Site and Certification Irony

  • Multiple commenters note the irony of reading about “calm tech” on a site covered with account popups, cookie banners, and animated UI.
  • Some argue organizations like IEEE could model low-friction, 1st‑party‑only cookie patterns instead of heavy consent walls.

What “Calm Tech” Means (and Where It Blurs)

  • Core idea: technology should live at the periphery of attention, surfacing only when needed.
  • Several people think “calm” is subjective (e.g., always‑visible wall clocks vs tap‑to‑wake).
  • Debate over including repairability and materials in a calmness certification; some see it as orthogonal but still important.

Skepticism About the Certification and Product Choices

  • Difficulty finding a complete device list; existing list criticized for placeholder text, missing specs, and marketing‑heavy sites.
  • Some certified products (timers, e‑ink devices, “digital detox” tools) are seen as low‑hanging fruit or solving minor/non‑problems.
  • Concern that it becomes a paid “green checkmark” with limited real impact unless governments or standards bodies adopt it.
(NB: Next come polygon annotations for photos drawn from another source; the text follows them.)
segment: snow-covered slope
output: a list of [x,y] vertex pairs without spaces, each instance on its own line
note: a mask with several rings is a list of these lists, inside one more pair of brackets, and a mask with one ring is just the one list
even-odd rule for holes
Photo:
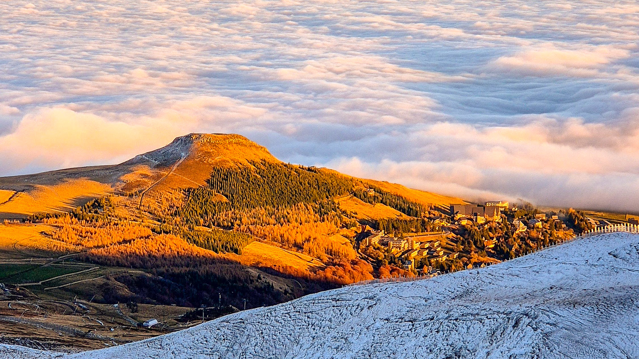
[[317,293],[65,358],[639,358],[639,235]]

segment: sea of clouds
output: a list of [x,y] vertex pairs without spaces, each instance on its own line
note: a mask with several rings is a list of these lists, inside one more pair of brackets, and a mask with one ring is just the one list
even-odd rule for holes
[[639,211],[636,1],[0,3],[0,175],[189,132],[469,199]]

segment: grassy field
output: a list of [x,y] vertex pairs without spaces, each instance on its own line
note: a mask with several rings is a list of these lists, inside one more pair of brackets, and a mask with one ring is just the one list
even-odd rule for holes
[[4,203],[11,198],[15,192],[9,190],[0,190],[0,203]]
[[[52,186],[37,185],[28,192],[21,192],[9,202],[0,204],[0,218],[24,217],[38,212],[69,211],[111,191],[107,185],[87,180],[70,180]],[[0,203],[3,202],[0,201]]]
[[45,224],[0,224],[0,259],[50,257],[56,230]]
[[388,206],[378,203],[373,206],[352,195],[346,195],[335,200],[342,209],[353,213],[357,219],[377,220],[383,218],[408,218],[404,213]]
[[0,282],[22,284],[46,280],[86,269],[72,266],[38,264],[0,264]]
[[308,270],[326,266],[316,258],[258,241],[251,242],[245,247],[242,256],[231,254],[223,256],[243,264],[258,267],[285,265]]
[[627,217],[639,218],[639,215],[627,215],[626,213],[615,213],[613,212],[602,212],[599,211],[584,211],[585,215],[592,219],[605,220],[612,224],[627,222]]
[[461,198],[442,195],[436,193],[414,190],[409,188],[406,186],[398,185],[397,183],[390,183],[381,181],[375,181],[373,180],[364,180],[365,182],[370,183],[374,186],[380,187],[385,191],[399,195],[406,199],[421,203],[422,204],[432,205],[436,207],[442,207],[448,208],[450,204],[460,204],[466,203],[465,201]]

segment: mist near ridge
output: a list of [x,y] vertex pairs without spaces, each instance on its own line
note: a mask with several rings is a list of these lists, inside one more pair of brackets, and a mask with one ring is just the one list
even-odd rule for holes
[[0,175],[189,132],[466,198],[639,211],[639,7],[0,4]]

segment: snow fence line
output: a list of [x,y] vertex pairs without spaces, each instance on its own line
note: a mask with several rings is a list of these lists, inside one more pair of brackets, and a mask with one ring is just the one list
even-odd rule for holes
[[[628,223],[623,223],[621,224],[611,224],[609,225],[603,225],[601,227],[596,227],[592,229],[590,229],[585,233],[581,234],[581,236],[578,236],[576,237],[571,238],[569,240],[566,240],[561,243],[553,244],[552,245],[549,245],[548,247],[541,248],[535,252],[539,252],[539,250],[544,250],[548,249],[549,248],[553,248],[557,247],[558,245],[562,245],[565,243],[574,241],[575,240],[578,240],[581,238],[586,238],[588,237],[592,237],[593,236],[597,236],[603,233],[613,233],[615,232],[627,232],[628,233],[639,234],[639,225],[636,224],[630,224]],[[507,261],[504,261],[505,262]],[[470,268],[469,270],[472,270],[473,269],[477,269],[476,268]],[[351,287],[353,286],[364,286],[366,284],[374,284],[376,283],[395,283],[395,282],[413,282],[413,280],[421,280],[422,279],[429,279],[433,277],[436,277],[436,275],[420,275],[419,277],[392,277],[392,278],[381,278],[379,279],[368,279],[366,280],[360,280],[355,283],[351,283],[350,284],[346,284],[344,286],[344,287]]]

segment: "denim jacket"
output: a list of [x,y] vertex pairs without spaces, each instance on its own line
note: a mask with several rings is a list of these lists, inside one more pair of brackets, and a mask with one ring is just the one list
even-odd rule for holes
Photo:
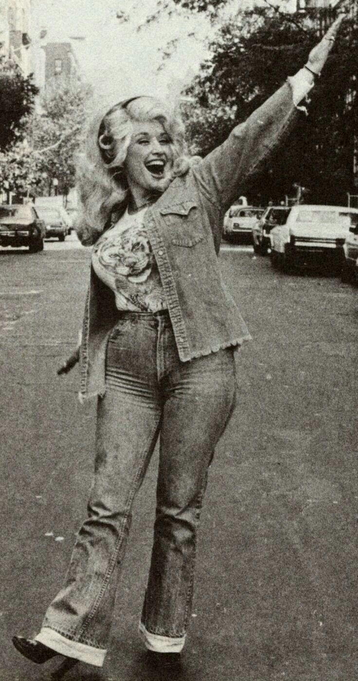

Smartphones, Distraction, and Calm Alternatives

  • Strong theme: smartphones are simultaneously indispensable tools (maps, calls, messaging) and major attention sinks.
  • People describe reverting to old iPods, simple phones, or greyscale/low‑refresh displays to reclaim focus.
  • View that incentives (ad‑driven engagement) are the main obstacle, not lack of design knowledge.

Hardware and Interaction Design

  • Preference for analog controls or single‑purpose devices: physical knobs, simple UX, dedicated brightness dials.
  • Complaints about bright blue LEDs; some want “no LEDs” or hardware switches to disable lights.
  • Historical comparisons: one‑knob radios and intelligent route‑setting systems as good “calm” UX precedents.

Wearables and Invisible Tech

  • Sleep headbands and HR monitors discussed as ideal calm tech when they “just work” with minimal interaction.
  • Tension between magic‑feeling, no‑controls devices and the frustration when opaque pairing or configuration fails.
  • Some argue on‑device buttons/settings are often calmer than app‑based configuration.

Paper vs E‑ink for Calm Note‑Taking

  • Notebooks and pens praised as inherently calm, cheap, and distraction‑free.
  • Others defend e‑ink tablets (reMarkable, Kindle Scribe, Supernote, etc.) for linking, reordering, infinite pages, and screen‑sharing.
  • Experiences differ: some find e‑ink incremental but transformative; others revert to paper as more satisfying and simpler.